La publicité digitale française vient de franchir un nouveau cap. Selon la 36e édition de l’Observatoire de l’e-pub, dévoilée le 9 juillet 2026, le marché a pesé 6,7 milliards d’euros au premier semestre 2026, en hausse de 12 % sur un an. Derrière ce chiffre solide se cache un rééquilibrage discret mais profond : le search reste roi, mais le social et le retail media captent désormais l’essentiel de la dynamique. Voici ce qui change concrètement pour les annonceurs et les marques.
Un marché à 6,7 milliards, mais une croissance qui se déplace
Le search demeure le premier levier avec 41 % du marché, soit environ 2,74 milliards d’euros (+12 %).

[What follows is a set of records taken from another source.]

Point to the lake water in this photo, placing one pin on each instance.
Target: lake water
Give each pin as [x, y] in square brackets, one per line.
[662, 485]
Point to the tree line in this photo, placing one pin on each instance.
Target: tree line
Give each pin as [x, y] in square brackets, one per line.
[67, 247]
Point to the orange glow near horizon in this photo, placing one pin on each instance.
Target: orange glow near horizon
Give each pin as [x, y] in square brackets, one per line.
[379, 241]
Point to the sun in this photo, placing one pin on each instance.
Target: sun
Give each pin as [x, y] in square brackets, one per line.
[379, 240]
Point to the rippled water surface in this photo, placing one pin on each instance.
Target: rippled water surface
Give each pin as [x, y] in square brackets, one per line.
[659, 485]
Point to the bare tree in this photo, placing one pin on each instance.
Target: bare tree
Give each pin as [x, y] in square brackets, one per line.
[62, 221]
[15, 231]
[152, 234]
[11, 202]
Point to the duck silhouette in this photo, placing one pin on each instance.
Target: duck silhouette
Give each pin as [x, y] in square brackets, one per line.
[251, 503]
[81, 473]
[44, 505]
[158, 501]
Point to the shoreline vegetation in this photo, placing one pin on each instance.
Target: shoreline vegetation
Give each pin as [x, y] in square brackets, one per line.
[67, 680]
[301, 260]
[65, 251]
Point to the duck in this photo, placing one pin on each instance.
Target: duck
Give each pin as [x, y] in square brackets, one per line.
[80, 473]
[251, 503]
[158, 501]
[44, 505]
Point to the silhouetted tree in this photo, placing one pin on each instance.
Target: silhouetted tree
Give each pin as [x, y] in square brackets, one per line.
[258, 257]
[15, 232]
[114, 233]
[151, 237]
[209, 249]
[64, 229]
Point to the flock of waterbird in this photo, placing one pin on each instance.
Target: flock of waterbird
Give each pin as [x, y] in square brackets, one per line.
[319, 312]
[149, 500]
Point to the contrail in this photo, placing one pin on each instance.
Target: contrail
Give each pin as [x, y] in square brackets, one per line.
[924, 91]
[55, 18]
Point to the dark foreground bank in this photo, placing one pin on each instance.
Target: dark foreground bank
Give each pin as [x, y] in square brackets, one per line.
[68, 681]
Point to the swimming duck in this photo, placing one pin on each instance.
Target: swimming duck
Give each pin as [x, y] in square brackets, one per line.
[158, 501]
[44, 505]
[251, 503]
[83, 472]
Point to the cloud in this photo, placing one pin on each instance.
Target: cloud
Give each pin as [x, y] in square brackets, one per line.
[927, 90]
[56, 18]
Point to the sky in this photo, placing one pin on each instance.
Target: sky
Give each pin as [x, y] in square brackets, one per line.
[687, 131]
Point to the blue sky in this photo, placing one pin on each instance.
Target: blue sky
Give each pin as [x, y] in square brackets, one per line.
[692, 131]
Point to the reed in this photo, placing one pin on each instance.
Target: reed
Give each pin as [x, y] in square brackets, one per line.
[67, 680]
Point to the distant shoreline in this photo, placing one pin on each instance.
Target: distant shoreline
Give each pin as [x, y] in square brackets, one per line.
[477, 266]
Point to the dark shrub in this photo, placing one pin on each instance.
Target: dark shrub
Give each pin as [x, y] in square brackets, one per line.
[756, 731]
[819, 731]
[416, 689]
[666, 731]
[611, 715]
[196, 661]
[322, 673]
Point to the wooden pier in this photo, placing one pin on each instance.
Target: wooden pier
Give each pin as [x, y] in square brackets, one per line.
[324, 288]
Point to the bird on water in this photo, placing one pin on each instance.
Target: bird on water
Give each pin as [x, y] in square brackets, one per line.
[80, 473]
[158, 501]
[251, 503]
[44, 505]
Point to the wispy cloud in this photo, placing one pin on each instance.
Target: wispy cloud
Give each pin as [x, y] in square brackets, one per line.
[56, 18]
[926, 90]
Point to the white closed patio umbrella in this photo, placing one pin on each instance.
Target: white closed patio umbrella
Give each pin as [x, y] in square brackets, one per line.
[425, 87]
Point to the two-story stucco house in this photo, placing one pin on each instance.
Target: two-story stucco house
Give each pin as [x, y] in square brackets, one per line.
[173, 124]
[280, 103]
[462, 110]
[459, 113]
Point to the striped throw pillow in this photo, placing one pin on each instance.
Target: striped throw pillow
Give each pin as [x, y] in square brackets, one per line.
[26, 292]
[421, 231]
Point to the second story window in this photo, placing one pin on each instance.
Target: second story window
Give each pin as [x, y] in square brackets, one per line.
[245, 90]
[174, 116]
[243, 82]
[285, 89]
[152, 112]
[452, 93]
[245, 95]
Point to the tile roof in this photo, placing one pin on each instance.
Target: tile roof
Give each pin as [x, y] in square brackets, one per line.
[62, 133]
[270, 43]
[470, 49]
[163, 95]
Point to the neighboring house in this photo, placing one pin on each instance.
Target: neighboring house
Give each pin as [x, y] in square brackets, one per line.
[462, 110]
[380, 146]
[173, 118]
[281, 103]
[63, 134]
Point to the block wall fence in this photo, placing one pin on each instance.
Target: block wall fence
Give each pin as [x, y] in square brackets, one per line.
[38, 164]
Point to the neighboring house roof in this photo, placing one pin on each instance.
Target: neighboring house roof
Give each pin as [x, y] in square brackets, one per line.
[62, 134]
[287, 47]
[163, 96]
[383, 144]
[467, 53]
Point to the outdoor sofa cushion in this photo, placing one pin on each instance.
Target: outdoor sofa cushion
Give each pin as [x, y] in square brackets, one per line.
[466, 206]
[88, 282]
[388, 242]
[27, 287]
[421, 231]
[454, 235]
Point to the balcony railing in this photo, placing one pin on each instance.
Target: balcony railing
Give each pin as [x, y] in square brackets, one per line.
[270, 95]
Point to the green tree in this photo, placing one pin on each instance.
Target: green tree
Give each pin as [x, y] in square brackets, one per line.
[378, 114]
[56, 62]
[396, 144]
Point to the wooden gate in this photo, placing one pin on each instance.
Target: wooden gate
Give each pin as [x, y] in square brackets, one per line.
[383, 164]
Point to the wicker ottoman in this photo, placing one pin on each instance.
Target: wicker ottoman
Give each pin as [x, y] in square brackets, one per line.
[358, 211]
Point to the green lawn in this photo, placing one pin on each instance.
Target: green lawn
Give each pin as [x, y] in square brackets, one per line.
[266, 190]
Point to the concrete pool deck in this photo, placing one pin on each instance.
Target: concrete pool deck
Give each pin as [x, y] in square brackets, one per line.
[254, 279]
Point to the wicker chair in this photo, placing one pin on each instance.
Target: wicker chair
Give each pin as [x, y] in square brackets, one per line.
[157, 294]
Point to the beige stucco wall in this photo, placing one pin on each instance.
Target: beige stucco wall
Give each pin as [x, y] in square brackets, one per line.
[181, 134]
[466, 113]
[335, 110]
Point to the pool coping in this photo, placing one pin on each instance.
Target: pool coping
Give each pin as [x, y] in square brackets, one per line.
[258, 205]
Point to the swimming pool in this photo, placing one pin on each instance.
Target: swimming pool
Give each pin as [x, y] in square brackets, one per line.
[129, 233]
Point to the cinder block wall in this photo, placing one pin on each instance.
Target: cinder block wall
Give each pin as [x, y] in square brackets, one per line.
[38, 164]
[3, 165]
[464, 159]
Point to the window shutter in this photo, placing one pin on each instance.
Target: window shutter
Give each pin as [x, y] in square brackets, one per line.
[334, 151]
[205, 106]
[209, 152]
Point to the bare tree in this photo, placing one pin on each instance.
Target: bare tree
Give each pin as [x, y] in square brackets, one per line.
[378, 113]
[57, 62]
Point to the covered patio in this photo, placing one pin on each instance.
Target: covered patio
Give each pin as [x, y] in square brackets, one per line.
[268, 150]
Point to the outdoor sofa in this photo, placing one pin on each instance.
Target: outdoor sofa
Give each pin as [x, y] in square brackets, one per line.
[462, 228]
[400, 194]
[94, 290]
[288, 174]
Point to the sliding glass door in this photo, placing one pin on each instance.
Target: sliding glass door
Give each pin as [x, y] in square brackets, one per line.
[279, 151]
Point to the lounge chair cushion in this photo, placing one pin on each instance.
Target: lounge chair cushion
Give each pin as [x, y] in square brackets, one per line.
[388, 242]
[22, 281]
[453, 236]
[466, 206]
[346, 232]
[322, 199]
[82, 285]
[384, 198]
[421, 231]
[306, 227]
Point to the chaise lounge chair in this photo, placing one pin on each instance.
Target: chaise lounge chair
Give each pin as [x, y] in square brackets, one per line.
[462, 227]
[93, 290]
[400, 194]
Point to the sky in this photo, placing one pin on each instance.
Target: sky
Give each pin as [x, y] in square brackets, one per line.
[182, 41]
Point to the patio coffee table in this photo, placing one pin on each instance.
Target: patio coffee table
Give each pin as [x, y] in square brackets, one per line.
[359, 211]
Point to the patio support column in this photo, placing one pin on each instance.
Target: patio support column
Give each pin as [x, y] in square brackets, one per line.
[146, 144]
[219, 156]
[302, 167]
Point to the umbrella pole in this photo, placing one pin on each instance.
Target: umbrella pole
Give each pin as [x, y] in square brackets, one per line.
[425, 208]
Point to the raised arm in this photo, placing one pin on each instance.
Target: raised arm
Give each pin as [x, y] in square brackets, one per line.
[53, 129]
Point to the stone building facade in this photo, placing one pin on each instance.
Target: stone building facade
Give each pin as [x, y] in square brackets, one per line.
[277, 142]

Mais c’est le social qui vole la vedette : 33 % du marché, 2,22 milliards d’euros, et surtout une progression de 16 %, portée par la vidéo courte. L’écart avec le search se resserre année après année. Le display, à 19 % (1,25 milliard d’euros, +10 %), profite lui aussi de la vidéo : les plateformes de streaming vidéo et musical affichent la plus forte hausse du segment, à +19 %.
La lecture est claire pour les équipes marketing : la croissance ne se répartit plus uniformément. Elle se concentre là où l’attention et l’inventaire vidéo se trouvent. Une partie de cette accélération tient aussi à un effet de calendrier favorable au premier semestre, que les analystes invitent à relativiser sur l’année pleine.
Le retail media, nouveau moteur à surveiller
C’est la véritable tendance de fond de ce semestre. Le retail media — la publicité diffusée sur les sites et applications des distributeurs — atteint 775 millions d’euros, en croissance de 18 %. Le retail search en constitue le cœur, avec 599 millions d’euros et un bond de 24 %. Pour les marques de grande consommation, ce canal devient incontournable : il permet de toucher l’acheteur au plus près de l’acte d’achat, avec des données de première main.
- Search : 41 % du marché, +12 %
- Social : 33 %, +16 % (tiré par la vidéo)
- Display : 19 %, +10 %
- Retail media : 775 M€, +18 %
Pour approfondir les mutations du secteur, nos rubriques High Tech – Numérique et Conso – Shopping suivent régulièrement ces évolutions.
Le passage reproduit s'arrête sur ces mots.